[Haskell-cafe] hellno - a somewhat different approach to tackling cabal hell

Carter Schonwald carter.schonwald at gmail.com
Mon Sep 3 05:50:30 CEST 2012


perhaps the *right* solution is to view that as a bootstrap build, and then
have hellno build itself?  :)
That said, its also an executable rather than library, so its not quite the
same problem.

On Sun, Sep 2, 2012 at 11:15 PM, Richard Wallace <
rwallace at thewallacepack.net> wrote:

> I like the approach so far.  But hellno itself seems to have several
> dependencies itself.  So installing with cabal pulls these in as
> "fixed" libraries ("text", "mtl", "transformers", and "parsec").  Any
> plans to make these not have to be fixed?

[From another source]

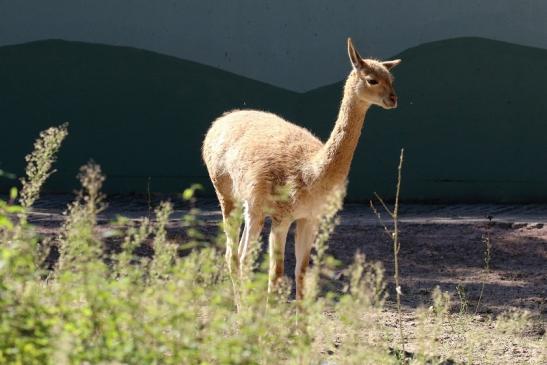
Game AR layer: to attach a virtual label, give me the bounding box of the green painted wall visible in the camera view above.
[0,38,547,202]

Or is there a trick I'm
> missing?
>
> On Sun, Sep 2, 2012 at 11:25 AM, Danny B <danny.b.eml at gmail.com> wrote:
> > Like many of us, I've suffered from cabal dependency hell and sought
> relief.
> >
> > I wasn't exactly happy with sandboxes - because using per-project ones
> > meant package duplication and shared sandboxes suffer from the same
> > issues as the GHC package database itself, i.e. reinstalls can break
> > other projects, etc. So I wrote hellno, which is so named because that's
> > the expression one makes when seeing cabal hell suddenly manifest itself
> > and that's also the expression one makes upon encountering yet ANOTHER
> > cabal wrapper.
> >
> > To quote the README:
> >> Generally, with hellno you'll get the same result as for blowing away
> your user
> >> package database and doing a nice clean install but without having to
> recompile
> >> everything and with ability to easily revert back and change between
> projects.
> >
> > Hellno works by keeping all the compiled packages to itself in a
> > database, so that when you ask it to bring in the dependencies of a
> > project, it will use the precompiled packages if available or install
> > the deps and save them for later reuse.
> >
> > Hellno puts symlinks in the user package database pointing to packages
> > in its storage to make them visible. Mutating the user db is hardly
> > elegant, although shouldn't result in much trouble.
> >
> > It's been working fine for me, so I figured it may be useful to others.
> > You can get hellno from GitHub:
> > https://github.com/db81/hellno
> >
> > I don't mean to say that sandboxing is inherently bad or should not be
> > used, but I guess it's better to consider more than one way.